Desviando: Meu objetivo com esse relato não foi tentar promover uma discussão sobre os limites entre culpa e inocência. Meu desejo foi apresentar a vida de um homem, assim como ela me foi narrada. Eu poderia parar a história dele antes do crime e imaginar qualquer outro fim diferente, mas eu continuaria dizendo: que baita presente que ele ganhou. Além disso, concordo com o fato de que muitas pessoas sofrem abusos na vida, mas não se tornam uma assassina. Mesmo assim, qual a estatística? Quantas pessoas em mil, ou em um milhão, acabariam como ele? Quantas não? Aliás, já falei sobre a estatística regendo as nossas vidas nesse texto aqui.

Voltando: Enfim, sobre o vídeo que mencionei lá no início, o diálogo foi este:

"Pedro Loss: Porque a vida é um presente.
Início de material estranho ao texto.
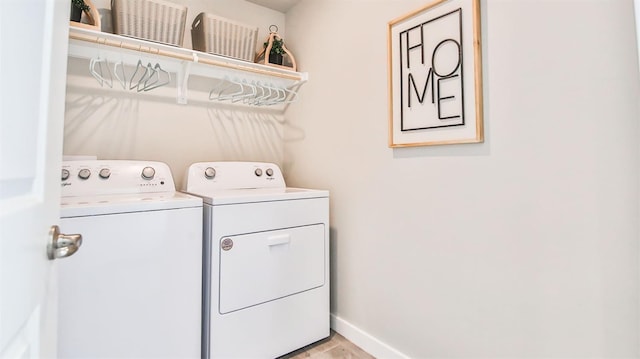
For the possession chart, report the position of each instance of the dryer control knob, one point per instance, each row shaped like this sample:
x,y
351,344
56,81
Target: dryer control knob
x,y
210,172
105,173
84,173
148,173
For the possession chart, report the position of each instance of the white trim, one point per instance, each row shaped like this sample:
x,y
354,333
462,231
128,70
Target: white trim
x,y
364,340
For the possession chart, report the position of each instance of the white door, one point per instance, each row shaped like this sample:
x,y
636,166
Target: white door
x,y
33,45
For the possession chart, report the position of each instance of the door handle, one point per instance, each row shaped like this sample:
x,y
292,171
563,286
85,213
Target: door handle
x,y
62,245
278,239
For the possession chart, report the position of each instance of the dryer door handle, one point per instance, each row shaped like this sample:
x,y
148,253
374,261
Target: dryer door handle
x,y
62,245
279,239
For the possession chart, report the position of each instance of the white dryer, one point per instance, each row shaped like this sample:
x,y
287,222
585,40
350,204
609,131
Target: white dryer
x,y
266,260
134,290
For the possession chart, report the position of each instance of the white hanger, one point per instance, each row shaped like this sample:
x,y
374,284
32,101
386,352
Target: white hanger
x,y
97,72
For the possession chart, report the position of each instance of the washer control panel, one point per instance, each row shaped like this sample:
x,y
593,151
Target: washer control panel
x,y
101,177
203,176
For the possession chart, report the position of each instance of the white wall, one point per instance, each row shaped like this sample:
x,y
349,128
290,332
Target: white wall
x,y
523,246
113,123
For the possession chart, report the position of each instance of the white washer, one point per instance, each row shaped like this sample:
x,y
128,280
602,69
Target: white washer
x,y
133,290
266,260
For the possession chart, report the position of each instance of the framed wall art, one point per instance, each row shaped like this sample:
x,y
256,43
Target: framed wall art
x,y
435,75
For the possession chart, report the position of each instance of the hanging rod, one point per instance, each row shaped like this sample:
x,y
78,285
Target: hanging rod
x,y
192,56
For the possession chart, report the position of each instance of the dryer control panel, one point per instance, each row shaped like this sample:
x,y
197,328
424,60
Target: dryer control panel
x,y
109,177
207,176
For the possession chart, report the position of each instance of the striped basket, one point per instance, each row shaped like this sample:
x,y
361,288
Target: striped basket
x,y
154,20
220,36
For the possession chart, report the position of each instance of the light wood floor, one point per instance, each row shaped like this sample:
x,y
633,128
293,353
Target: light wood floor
x,y
333,347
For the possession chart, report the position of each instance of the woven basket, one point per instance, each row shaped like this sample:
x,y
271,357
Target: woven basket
x,y
154,20
220,36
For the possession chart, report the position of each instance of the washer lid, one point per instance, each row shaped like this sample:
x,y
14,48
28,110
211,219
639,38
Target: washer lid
x,y
126,203
237,196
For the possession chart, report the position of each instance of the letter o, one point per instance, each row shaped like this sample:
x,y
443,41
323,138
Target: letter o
x,y
435,51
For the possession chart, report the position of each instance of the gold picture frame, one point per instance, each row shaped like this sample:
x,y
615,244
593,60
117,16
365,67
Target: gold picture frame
x,y
435,86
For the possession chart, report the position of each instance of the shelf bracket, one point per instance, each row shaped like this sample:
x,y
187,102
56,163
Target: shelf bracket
x,y
182,80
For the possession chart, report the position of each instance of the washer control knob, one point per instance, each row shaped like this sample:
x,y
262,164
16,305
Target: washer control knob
x,y
105,173
84,173
148,173
210,172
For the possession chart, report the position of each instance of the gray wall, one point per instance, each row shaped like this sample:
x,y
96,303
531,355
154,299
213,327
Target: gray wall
x,y
523,246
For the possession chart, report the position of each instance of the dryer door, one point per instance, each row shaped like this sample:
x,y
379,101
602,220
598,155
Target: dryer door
x,y
260,267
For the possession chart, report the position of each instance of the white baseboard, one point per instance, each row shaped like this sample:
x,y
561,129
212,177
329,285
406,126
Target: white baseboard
x,y
364,340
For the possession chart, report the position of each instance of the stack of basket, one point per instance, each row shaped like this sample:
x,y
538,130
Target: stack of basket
x,y
164,21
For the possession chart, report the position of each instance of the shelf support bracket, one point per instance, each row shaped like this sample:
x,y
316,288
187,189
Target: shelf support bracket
x,y
182,81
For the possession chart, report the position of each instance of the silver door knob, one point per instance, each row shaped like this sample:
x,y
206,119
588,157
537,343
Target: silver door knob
x,y
62,245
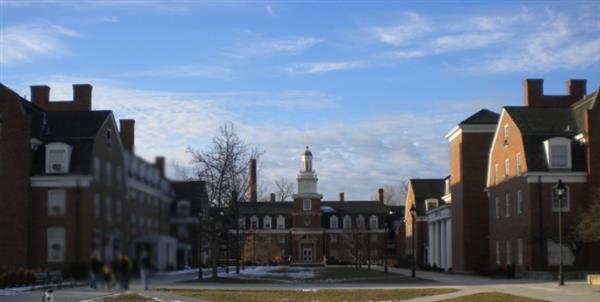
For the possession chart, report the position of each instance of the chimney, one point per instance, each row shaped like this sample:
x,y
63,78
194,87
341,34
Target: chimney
x,y
380,199
576,89
82,96
40,95
534,90
159,162
252,181
127,133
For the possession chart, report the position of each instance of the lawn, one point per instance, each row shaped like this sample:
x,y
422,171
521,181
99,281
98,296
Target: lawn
x,y
326,295
492,297
284,274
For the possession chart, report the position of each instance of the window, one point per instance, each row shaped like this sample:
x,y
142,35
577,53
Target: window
x,y
558,152
333,222
566,200
347,222
56,202
518,164
108,174
267,222
96,205
57,158
497,252
360,221
507,200
519,202
280,222
374,222
497,199
254,222
108,206
306,204
520,251
496,173
508,261
56,244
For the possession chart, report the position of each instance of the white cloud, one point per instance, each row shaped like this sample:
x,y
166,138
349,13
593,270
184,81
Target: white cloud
x,y
23,43
321,67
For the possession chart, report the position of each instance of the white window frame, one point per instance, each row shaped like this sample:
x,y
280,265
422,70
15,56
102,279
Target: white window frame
x,y
64,163
333,222
306,204
566,202
519,201
280,222
507,203
57,199
554,142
Monark: Sobre essa lógica de que a vida é um presente... Aí eu penso em uma menina que nasce em uma tribo na África, cheia de traficantes, é estuprada desde os seis anos e morre aos quatorze de anemia. C@ra&ho, que presente."

Sem mais delongas, minha conclusão é simples. Eu não tenho a menor ideia do que seja a vida e já não me inquieta não saber. Ela permanece completamente indiferente às nossas expectativas, e não há propósito mesmo nesse descaso. Tentar encontrar um desígnio para a passividade da vida às nossas expectativas seria o mesmo que perguntar para uma máquina de café expresso o porque ela faz café. Provavelmente ela responderia: "Café? Eu não faço café. Ao acionar o botão, eu apenas executo uma centena de circuitos. Querer ver o café no final de todo o processo não fala sobre mim, mas fala sobre você."